Blog

Archive for July, 2009

Programming Contest! Win iPhone 3GS & $2,000 Cloud Credit

By | July 14th, 2009 at 9:07AM

We’re kicking off a programming contest today that is sure to challenge even the most comp-sci heavy engineers out there, and we’re excited to see what you all come up with. With the difficulty of the challenge in mind, we’ve got some great prizes for the winner: an iPhone 3GS AND $2,000 of Cloud (Flex or Solo) credit. Now to jump right in and answer all your questions…

What is the contest?

You must tweet a sequence of twelve words that when hashed is bit-wise closest to a hash of a challenge phrase that we will announce the morning of July 20th.  All words must be from a 1,000 word dictionary we will provide at that same time. You are allowed to append up to five random characters to the end of your entry. We’re pretty confident you’ll want to write a program to automate the finding of close matches, so announcing this a week in advance should give you enough time to get your programs up and running.

How do I enter?

To enter the contest, follow @engineyard on Twitter and tweet your best candidate word sequence before 6pm Pacific Time on July 21st. This means you have about 30 hours between the availability of the challenge phrase and dictionary, and the entry submission cut-off time.

As previously mentioned, the winner of the contest will get an iPhone 3GS AND $2,000 of Cloud (Flex or Solo) credit). [You can also choose an alternative of load test credits worth $2,000 from browsermob]. Second prize is another iPhone 3GS.

So how does it work exactly? (Update!
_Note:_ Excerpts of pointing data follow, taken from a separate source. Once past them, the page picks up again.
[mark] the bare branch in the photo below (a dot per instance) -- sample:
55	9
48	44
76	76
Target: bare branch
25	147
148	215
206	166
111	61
Example Now Clearer!)

Let’s take an example: a dictionary excerpt is: “Cloud, Ruby, DHH, one, eight, six, active, record, controller, data, rspec, mongrel, MySQL, postgresSQL, tokyo, MRI, jruby, rubinius, memcached, exception, metaprogramming, reflection.” Let’s also say we announce that the challenge phrase is I am not a big believer in fortune telling

To submit a contest entry, you would follow us on Twitter and tweet your best entry, e.g:
“@engineyard Rubinius one eight six active active record memcached exception JRuby DHH TOKYO sdfe3″

We will take the SHA-1 hash of this phrase: Rubinius one eight six active active record memcached exception JRuby DHH TOKYO sdfe3 which hashes to cd36b6dc8d4ed51b36dd7fce08f500392a7fb782 and compare it to the SHA-1 hash of I am not a big believer in fortune telling (which hashes to: 6cac827bae250971a8b1fb6e2a96676f7a077b60).

When we say “compare,” we mean that we will take the Hamming distance between the two hashes; the sum of the count of dissimilar bits when the hex hashes are converted to binary.

For example, here the binary of cd36...etc. is:
1100110100110110...etc.
and the binary of 6cac...etc. is:
0110110010101100...etc.

So calculating the Hamming distance is done as follows:
- first two bits (1 vs 0) don't match -> +1 to Hamming distance
- second two bits (1 vs. 1) do match -> no change to Hamming distance
- third two bits (0 vs. 1) don't match -> +1 to Hamming distance

etc.

In the case of the complete example hashes above, the Hamming difference is 74. If you are the submitter with the lowest Hamming distance, you win the prizes – it’s that simple ;)

Extra Prize: If you manage to achieve a Hamming distance of zero, we’ll throw in a MacBook Pro: you are either highly improbable, have mad algorithm cracking skills or you work for the NSA, any of which makes you cool enough to deserve random goodness and recognition. Note: we know the probability of anyone getting to a zero Hamming distance is truly vanishingly small, but we wanted to acknowledge anyone making it there!

There are some obvious brute force strategies to win this prize. We’d suggest building a really fast word permutation algorithm, and finding a fast SHA-1 hash algorithm. Then find a way to get your hands on a whole bunch of computation for the 24 hours that the contest will run (hmm… perhaps the cloud would be useful).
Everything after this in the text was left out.